The Red Arrows, however, were exempted – seemingly at the last minute. “I am pleased to say that Formula 1 has confirmed this much-loved tradition can continue at Silverstone in 2022,” said Silverstone Circuits managing director Stuart Pringle in a statement, going on to explain that the Red Arrows “are not classed as military aviation and, as such, do not fall into the category of those displays that will no longer be permitted at Formula 1 events.” The Red Arrows first performed at the British Grand Prix in 1966.
Given that the display team is part of the RAF and piloted by RAF officers, the reasoning appeared spurious to many fans: “Typical UK. Playing with words and rules. One rule for them and another for the rest. This is supposed to be good for the environment, and the UK goes against it,” commented one user on our website. “British bias once again,” said another. On social media, perhaps unsurprisingly, the response was even more vociferous and forthright.
When we started reporting back in 1924 Britain was very much an also-ran in global motor sport
It is not just the fans that detect a less than impartial element to F1 and especially the media that covers it. Last summer Fernando Alonso broke cover to declare that the disproportionate number of British journalists covering the sport led to the creation of an atmosphere where other nationalities were seen as the enemy.
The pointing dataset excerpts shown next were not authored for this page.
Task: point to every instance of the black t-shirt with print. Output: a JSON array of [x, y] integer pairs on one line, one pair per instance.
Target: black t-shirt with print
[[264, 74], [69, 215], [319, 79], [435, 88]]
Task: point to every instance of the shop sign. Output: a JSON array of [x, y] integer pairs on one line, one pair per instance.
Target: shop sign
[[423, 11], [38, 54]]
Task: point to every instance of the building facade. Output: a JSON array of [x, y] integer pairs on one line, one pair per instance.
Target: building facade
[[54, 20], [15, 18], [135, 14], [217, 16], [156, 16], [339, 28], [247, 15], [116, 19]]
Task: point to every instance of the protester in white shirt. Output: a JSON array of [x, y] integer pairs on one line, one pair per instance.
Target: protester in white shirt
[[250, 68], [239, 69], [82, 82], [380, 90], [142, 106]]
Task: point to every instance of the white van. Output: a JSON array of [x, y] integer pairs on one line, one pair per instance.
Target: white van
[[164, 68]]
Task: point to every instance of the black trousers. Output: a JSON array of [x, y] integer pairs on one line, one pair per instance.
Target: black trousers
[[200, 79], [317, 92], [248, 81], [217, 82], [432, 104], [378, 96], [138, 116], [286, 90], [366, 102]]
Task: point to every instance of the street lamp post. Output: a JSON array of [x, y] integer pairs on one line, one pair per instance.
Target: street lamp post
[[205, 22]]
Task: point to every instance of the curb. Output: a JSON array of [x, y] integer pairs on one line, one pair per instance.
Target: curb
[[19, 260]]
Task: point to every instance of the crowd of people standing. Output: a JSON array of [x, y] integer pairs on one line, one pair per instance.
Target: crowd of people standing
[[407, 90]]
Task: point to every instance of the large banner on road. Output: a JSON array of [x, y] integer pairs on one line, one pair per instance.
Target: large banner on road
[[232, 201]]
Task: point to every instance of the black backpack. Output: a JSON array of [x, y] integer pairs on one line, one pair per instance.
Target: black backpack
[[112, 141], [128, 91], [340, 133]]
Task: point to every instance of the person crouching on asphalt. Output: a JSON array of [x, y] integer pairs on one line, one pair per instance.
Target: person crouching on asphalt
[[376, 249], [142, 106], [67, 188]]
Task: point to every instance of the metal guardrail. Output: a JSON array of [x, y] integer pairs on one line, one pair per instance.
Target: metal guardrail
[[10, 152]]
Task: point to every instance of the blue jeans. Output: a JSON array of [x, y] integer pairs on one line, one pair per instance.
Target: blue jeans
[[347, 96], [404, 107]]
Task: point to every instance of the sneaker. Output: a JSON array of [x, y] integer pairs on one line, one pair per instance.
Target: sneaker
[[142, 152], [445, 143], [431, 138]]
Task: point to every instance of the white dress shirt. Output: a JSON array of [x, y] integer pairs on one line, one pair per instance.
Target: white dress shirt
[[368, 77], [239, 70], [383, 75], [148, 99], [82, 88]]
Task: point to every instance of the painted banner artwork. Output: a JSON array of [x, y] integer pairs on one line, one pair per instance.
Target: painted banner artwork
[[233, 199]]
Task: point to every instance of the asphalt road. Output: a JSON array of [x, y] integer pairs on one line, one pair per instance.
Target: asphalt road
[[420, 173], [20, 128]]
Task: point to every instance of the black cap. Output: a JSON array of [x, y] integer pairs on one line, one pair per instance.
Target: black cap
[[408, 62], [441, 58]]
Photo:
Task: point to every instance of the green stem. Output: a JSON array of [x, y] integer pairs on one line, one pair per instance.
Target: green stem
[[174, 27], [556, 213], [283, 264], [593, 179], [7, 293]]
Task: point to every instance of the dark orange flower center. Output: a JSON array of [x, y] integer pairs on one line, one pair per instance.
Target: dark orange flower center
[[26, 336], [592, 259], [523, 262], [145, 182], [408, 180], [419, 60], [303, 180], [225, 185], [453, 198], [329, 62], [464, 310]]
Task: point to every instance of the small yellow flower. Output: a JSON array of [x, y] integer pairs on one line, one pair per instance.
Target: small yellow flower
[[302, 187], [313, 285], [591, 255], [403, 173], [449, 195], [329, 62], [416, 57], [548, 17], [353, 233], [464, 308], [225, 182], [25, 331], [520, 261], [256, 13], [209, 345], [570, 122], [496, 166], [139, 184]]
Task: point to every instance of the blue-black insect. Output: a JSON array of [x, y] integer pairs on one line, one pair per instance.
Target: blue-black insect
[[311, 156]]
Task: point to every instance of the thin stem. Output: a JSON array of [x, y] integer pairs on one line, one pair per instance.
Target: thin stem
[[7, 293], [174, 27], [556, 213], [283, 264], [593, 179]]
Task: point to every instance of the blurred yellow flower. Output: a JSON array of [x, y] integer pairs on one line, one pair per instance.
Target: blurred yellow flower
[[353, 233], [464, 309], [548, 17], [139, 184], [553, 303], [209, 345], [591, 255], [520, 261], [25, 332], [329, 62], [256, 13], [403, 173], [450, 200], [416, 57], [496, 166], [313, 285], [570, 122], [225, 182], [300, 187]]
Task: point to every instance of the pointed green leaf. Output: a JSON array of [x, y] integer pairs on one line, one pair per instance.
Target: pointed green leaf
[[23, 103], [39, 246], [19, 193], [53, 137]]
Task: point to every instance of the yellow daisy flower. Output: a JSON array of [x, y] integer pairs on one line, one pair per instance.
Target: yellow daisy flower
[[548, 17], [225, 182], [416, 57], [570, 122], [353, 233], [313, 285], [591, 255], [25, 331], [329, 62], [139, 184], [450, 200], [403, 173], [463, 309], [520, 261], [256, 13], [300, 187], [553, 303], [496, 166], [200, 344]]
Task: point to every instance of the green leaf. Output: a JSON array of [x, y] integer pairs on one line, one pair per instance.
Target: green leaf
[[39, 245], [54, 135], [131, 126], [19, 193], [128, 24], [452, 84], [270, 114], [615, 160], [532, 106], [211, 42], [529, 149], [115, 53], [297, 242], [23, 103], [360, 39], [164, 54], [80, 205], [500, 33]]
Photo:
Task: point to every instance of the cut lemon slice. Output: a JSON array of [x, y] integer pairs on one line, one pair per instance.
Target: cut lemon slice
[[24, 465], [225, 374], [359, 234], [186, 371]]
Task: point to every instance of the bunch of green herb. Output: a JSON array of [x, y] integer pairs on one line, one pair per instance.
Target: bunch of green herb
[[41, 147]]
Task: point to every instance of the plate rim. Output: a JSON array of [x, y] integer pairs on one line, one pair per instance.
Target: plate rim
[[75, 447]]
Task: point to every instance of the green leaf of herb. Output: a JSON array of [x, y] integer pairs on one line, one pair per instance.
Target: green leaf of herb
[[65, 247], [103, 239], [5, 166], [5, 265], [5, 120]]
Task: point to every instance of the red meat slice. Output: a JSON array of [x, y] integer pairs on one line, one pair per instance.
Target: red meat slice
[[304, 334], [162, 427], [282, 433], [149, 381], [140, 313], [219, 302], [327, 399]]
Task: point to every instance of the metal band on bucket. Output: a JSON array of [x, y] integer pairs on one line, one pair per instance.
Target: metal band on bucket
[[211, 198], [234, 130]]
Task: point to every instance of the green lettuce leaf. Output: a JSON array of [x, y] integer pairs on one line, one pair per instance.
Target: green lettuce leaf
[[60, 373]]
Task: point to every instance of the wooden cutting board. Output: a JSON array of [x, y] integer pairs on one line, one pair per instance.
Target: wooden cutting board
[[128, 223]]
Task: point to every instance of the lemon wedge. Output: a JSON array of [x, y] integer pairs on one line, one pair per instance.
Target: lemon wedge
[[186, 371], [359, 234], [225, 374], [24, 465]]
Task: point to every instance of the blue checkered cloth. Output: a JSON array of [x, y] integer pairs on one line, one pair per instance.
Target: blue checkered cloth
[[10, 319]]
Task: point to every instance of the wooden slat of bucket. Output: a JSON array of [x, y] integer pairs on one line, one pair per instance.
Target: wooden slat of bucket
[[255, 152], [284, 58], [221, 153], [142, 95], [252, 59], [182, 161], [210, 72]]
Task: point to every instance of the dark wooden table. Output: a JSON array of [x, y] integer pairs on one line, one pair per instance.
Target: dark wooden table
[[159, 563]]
“I have the impression always that when things become a little bit spicy or tense on the title fight… this sport, it is a British environment,” Alonso said. “You know all the teams, they are British, most of you guys, the journalists, or the media attention, TV crews, everyone is from the UK and understandably there is a little bit of preference of your guy in your country who can be competitive and keeps winning. It was what I felt when I was racing and it seemed like I was the bad guy when I was trying to fight against British guys.”